Espaço para cortes de juros é limitado

As quebras do SVB Bank e do Signature Bank alteraram completamente o ambiente para as reuniões do Copom e do Federal Reserve, que se encerram hoje. O setor bancário americano e europeu sofreu forte queda com a crise de confiança dos depósitos dos bancos menores nos EUA, o que, como consequência, acabou contaminando grandes bancos europeus. Nos EUA, o mercado espera mais uma alta de 0,25%, para 4,875%, em meio a uma forte pressão para o Fed encerrar o ciclo de alta. No Brasil, o governo vai estar atento ao comunicado do Copom, buscando pistas sobre quando o BC poderá iniciar um ciclo de corte da Selic.

O presidente do Fed, Jerome Powell, prestou seu testemunho anual perante o Congresso americano em 7 de março. Seu discurso foi considerado “hawkish” por integrantes do mercado, pois sinalizou a possibilidade de acelerar o ritmo de alta de juros em 0,50% nessa reunião, a depender dos números de atividade e inflação – que, de fato, vieram fortes. O mercado de trabalho segue muito apertado e o núcleo de inflação sinalizou que a pressão sobre serviços segue acelerando.
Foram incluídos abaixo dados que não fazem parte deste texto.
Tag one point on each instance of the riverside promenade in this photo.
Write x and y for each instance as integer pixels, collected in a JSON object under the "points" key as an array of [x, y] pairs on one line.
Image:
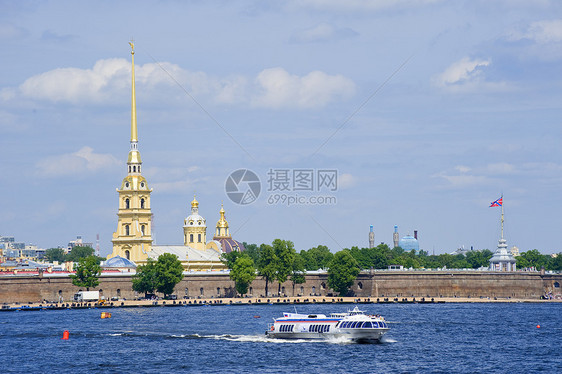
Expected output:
{"points": [[262, 301]]}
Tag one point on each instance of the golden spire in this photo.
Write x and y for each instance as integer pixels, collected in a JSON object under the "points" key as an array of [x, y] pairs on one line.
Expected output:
{"points": [[194, 203], [134, 137], [222, 223], [134, 154]]}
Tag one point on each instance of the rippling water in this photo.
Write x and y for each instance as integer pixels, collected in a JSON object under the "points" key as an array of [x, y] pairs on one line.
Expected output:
{"points": [[438, 338]]}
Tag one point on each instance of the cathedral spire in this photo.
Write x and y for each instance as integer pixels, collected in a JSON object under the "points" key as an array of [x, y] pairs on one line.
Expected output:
{"points": [[134, 160], [134, 137]]}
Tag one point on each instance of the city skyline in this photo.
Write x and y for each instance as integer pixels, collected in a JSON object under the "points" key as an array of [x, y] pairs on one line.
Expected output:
{"points": [[428, 111]]}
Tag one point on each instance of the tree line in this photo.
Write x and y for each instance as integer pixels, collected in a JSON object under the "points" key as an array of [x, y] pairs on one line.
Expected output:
{"points": [[280, 262]]}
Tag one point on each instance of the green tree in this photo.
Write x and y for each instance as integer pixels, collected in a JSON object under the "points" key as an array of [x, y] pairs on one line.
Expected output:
{"points": [[285, 254], [78, 252], [555, 263], [87, 273], [55, 254], [267, 265], [297, 273], [317, 258], [169, 272], [342, 272], [243, 273], [532, 258], [252, 250], [145, 278]]}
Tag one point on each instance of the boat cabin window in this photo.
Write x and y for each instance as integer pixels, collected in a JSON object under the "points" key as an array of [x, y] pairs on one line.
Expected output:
{"points": [[286, 328]]}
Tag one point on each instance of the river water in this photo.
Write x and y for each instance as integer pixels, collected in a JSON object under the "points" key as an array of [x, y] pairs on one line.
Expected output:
{"points": [[424, 338]]}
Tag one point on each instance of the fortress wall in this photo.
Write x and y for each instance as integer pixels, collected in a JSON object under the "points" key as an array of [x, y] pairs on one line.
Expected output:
{"points": [[457, 284], [31, 288]]}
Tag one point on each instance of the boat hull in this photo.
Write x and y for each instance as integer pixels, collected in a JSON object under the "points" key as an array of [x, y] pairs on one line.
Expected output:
{"points": [[360, 336]]}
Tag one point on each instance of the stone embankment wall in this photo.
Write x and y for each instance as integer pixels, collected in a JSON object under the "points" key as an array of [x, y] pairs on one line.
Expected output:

Uma taxa de juros perto de 6% se desenhava como uma das possibilidades que o Fed poderia sinalizar na reunião.

Tudo se alterou com o medo de corrida bancária nos EUA, que gerou um aperto nas condições financeiras e levou o mercado a precificar cortes de juros e um Fed fund ao final deste ano de 3,50%. Nas últimas crises, o Fed sempre atuou rapidamente para cortar o juro – mas, desta vez, estamos em um ambiente ainda muito inflacionário. Assim, o espaço para cortes será muito limitado e o Fed poderá incorrer no mesmo erro da década de 1970, em que iniciou um ciclo de afrouxamento monetário com os primeiros sinais de recessão e acabou alimentando a inflação nos anos seguintes.
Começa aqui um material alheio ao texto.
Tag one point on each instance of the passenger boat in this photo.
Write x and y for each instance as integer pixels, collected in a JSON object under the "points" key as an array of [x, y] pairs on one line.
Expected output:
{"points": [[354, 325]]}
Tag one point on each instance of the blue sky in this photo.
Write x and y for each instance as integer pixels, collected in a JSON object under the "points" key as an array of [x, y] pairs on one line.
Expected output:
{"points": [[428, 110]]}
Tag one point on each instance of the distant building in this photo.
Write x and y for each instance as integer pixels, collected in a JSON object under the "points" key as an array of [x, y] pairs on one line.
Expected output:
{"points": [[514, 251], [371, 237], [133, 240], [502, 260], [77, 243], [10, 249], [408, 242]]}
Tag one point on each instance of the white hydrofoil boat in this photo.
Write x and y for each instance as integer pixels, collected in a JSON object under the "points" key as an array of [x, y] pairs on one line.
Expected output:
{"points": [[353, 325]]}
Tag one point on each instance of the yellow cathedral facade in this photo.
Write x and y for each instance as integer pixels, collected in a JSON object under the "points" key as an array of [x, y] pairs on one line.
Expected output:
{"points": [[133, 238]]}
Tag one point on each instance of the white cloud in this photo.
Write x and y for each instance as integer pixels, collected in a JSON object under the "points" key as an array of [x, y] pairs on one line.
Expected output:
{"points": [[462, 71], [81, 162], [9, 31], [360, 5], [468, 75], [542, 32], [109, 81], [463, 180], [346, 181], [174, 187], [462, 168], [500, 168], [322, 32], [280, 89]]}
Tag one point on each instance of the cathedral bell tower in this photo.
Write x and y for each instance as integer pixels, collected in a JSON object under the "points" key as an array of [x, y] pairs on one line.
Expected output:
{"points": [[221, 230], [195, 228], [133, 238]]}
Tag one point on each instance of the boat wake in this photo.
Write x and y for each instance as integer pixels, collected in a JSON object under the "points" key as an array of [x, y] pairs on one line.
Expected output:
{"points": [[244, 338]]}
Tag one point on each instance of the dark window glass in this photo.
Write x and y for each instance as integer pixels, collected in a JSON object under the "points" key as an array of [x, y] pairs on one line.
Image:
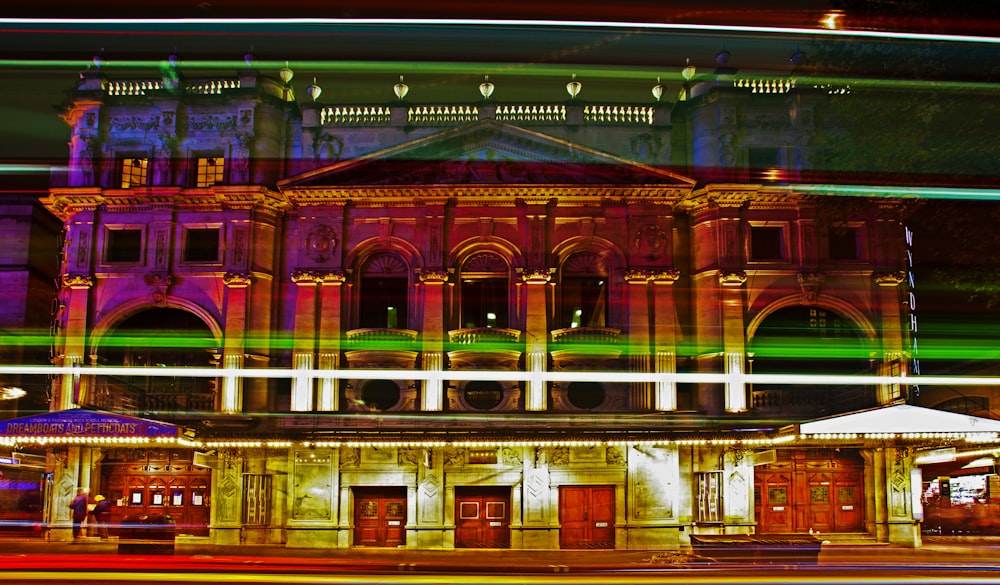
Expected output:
{"points": [[124, 246], [483, 394], [383, 302], [209, 171], [380, 394], [134, 172], [484, 302], [585, 395], [584, 302], [766, 243], [843, 244], [201, 245]]}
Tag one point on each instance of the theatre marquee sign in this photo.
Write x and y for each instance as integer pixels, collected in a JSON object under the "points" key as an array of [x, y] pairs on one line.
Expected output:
{"points": [[85, 423]]}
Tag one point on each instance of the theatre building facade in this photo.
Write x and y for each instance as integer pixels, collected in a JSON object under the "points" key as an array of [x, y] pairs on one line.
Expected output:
{"points": [[474, 325]]}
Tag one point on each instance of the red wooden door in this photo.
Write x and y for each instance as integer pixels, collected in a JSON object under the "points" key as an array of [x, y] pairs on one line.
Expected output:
{"points": [[776, 503], [482, 517], [587, 516], [379, 516]]}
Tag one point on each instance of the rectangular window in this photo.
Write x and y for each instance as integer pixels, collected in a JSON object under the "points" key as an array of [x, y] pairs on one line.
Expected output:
{"points": [[209, 171], [766, 243], [256, 500], [844, 243], [201, 245], [710, 496], [123, 246], [134, 171]]}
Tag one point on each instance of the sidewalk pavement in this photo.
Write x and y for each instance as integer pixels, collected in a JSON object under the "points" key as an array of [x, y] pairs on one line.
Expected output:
{"points": [[935, 551]]}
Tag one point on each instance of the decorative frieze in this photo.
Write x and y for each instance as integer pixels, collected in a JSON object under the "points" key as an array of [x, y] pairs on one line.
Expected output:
{"points": [[77, 281], [439, 276], [809, 283], [889, 278], [236, 279], [733, 278], [537, 275]]}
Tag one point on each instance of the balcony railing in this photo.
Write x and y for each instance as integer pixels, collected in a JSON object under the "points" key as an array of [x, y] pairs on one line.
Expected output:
{"points": [[484, 336]]}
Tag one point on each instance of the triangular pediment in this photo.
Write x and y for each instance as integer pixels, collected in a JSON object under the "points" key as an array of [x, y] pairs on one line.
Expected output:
{"points": [[486, 153], [901, 418]]}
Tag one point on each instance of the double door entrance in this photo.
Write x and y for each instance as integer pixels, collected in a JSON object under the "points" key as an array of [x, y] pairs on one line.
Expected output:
{"points": [[820, 491], [380, 516], [482, 517], [587, 516]]}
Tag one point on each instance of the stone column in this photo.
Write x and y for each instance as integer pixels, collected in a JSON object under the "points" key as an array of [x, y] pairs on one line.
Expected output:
{"points": [[733, 339], [303, 344], [329, 338], [235, 310], [432, 334], [537, 333], [664, 338], [891, 328], [638, 335], [74, 387]]}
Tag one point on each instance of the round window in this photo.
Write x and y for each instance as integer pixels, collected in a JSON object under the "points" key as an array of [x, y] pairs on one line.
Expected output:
{"points": [[380, 394], [483, 394], [585, 395]]}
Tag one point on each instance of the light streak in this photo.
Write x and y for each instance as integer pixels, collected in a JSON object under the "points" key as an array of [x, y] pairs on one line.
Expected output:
{"points": [[502, 375], [541, 23]]}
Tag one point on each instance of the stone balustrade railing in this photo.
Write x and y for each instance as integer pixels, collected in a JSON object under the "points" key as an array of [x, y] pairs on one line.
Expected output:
{"points": [[484, 335]]}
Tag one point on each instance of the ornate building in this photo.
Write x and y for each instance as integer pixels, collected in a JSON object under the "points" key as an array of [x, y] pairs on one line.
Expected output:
{"points": [[475, 325]]}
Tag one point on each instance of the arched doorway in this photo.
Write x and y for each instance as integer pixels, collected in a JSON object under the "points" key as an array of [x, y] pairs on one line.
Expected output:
{"points": [[808, 340], [156, 338]]}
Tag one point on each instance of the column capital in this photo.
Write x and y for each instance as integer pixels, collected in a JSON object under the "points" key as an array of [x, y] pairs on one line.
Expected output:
{"points": [[639, 275], [435, 276], [334, 277], [536, 275], [895, 278], [77, 281], [732, 278], [236, 279], [665, 276], [305, 277]]}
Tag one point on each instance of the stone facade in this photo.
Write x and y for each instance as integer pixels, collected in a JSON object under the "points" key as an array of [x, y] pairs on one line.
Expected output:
{"points": [[239, 230]]}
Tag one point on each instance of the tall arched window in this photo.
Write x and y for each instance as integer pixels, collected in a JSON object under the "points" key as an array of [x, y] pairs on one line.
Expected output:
{"points": [[383, 295], [485, 292], [583, 291]]}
O Copom se reúne em meio a uma forte pressão para sinalizar o início de um ciclo de corte de juros. O governo tem criticado a postura do BC, devido à sua independência, por não ajudá-lo. Em sua última decisão, o BC reforçou sua postura vigilante e afirmou estar avaliando se a estratégia de manutenção dos juros por um período mais prolongado seria capaz de garantir a convergência da inflação para a meta. No comunicado de fevereiro, os membros do comitê foram muito duros com a situação fiscal e com a expectativa de inflação – que estavam desancorando em prazos mais longos – mas reconheceram o esforço do governo em atenuar os efeitos da PEC do Estouro.

A “bala de prata” do governo seria antecipar o anúncio do novo arcabouço fiscal para ajudar o cenário para o BC iniciar os cortes na Selic. O desenho do novo arcabouço ainda não foi divulgado, mas os indícios vão na direção de uma estrutura que comporte uma regra de gastos, possivelmente atrelada a uma meta de primário que tenha componente anticíclico, de forma a dar ao governo maior flexibilidade diante de flutuações do ciclo econômico. Apesar da existência de uma nova regra de gastos, ela deve ser bem mais frouxa que o teto vigente até então, com diferentes regras de indexação/crescimento, a depender do tipo de despesa e podendo ter inclusive alguns gastos excetuados. Para além da estrutura a ser apresentada, serão cruciais os parâmetros utilizados nas simulações e que, sendo muito otimistas, podem sinalizar uma estabilização/convergência da dívida a médio prazo, difíceis de serem alcançados em cenários mais realistas.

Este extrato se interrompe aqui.